Blogger Relations ist ein leidiges Thema. Kulturinstitutionen haben die Chancen noch nicht wirklich erkannt. Gut. Der museologische Arbeitsalltag vereinnahmt und jemand, der sich darum kümmert fehlt #FragederPriorität, wenngleich es heilsame Gegenbewegungen gibt, wie zuletzt Herr Nachtigäller vom @martamuseum dazu im Blog schreibt – Lesetipp. Einige machen es gut, viele nicht.

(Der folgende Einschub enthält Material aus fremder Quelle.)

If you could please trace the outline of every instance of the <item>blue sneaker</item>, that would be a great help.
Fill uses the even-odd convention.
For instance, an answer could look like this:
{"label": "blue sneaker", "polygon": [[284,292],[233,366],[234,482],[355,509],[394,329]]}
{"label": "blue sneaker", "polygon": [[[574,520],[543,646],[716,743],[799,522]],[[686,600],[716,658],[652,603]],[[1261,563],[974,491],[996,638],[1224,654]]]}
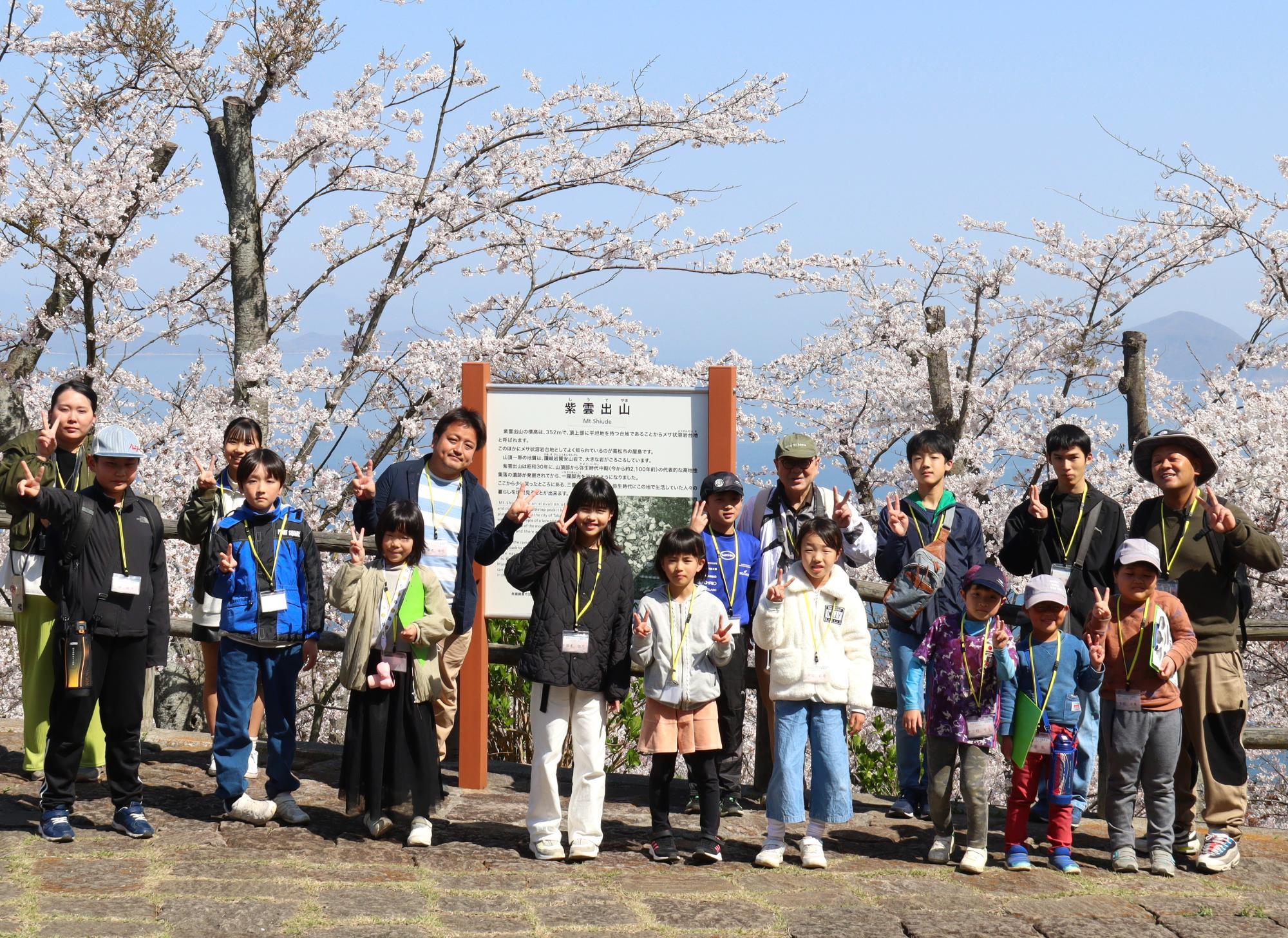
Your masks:
{"label": "blue sneaker", "polygon": [[143,817],[142,801],[130,801],[126,807],[117,808],[112,814],[112,830],[130,838],[151,838],[156,834],[156,828]]}
{"label": "blue sneaker", "polygon": [[1066,876],[1081,876],[1082,867],[1074,862],[1069,853],[1070,850],[1068,847],[1057,847],[1051,850],[1051,868],[1057,870]]}
{"label": "blue sneaker", "polygon": [[50,808],[40,816],[40,836],[55,844],[66,844],[76,839],[72,822],[66,808]]}
{"label": "blue sneaker", "polygon": [[1025,872],[1033,868],[1029,862],[1029,852],[1023,844],[1006,848],[1006,868],[1014,872]]}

Werde mich auch darum wieder kommen. Das Universalmuseum Joanneum hat sich in Workshops mit Bloggern zusammengesetzt, um herauszufinden, wie Blogger ticken und was sie vom Museum erwarten. Den Link dazu und zu Blogger Relations mit dem Beispiel der Schirn, die das erste Bloggertreffen in Deutschland überhaupt organisiert haben, gebe ich mal meine Auswertung dazu hier an: http://www.tanjapraske.de/2013/11/27/tipps-erfolgreiche-blogger-relations-im-kultursektor-bpbr13/
Schreibt weiter darüber – damit das Bewusstsein für Blogger Relations durchdringt und die Chancen erkannt werden. Das betrifft nicht nur Kulturinstitutionen, auch Unternehmen tun sich damit noch schwer.
Schönen Wochenstart,
Tanja Praske
Hallo Tanja,
lieben Dank für deinen Beitrag! Ich war im Urlaub, daher meine verspätete Antwort.

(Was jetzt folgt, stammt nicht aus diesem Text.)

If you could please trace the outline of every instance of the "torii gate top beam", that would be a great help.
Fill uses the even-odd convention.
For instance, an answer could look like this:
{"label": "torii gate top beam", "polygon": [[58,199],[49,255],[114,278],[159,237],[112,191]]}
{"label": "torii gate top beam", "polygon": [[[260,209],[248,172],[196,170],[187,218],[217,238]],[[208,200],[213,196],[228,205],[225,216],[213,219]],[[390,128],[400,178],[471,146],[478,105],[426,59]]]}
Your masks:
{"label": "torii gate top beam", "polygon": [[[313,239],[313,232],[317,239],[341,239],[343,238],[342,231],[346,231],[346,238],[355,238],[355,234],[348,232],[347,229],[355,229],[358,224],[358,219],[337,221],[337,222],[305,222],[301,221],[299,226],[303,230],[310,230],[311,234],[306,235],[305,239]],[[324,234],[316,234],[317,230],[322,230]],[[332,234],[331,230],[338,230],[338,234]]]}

Ja, genau, das bin ich! Immer wieder gern zur Stelle 😉
Blogger Relations ist generell ein schwieriges Thema, in jedem Bereich. Es gibt immer Unternehmen/Institutionen, die ich quer stellen und keinen Nutzen sehen, ja. Das ist Schade. Ich kenne ja beide Seiten und muss sagen, dass es Unternehmen gibt, die die Arbeit der Blogger einfach so gar nicht wertschätzen. und manche haben einfach keine Ahnung, wie sie an Blogger herantreten können, ohne in ein Fettnäpfchen zu treten 😉
Im zweiten Teil der Reihe gehe ich daher nochmal darauf ein, wie man sich Bloggern nähern kann und welche Vorteile Kulturblogger (und natürlich auch andere) mit sich bringen.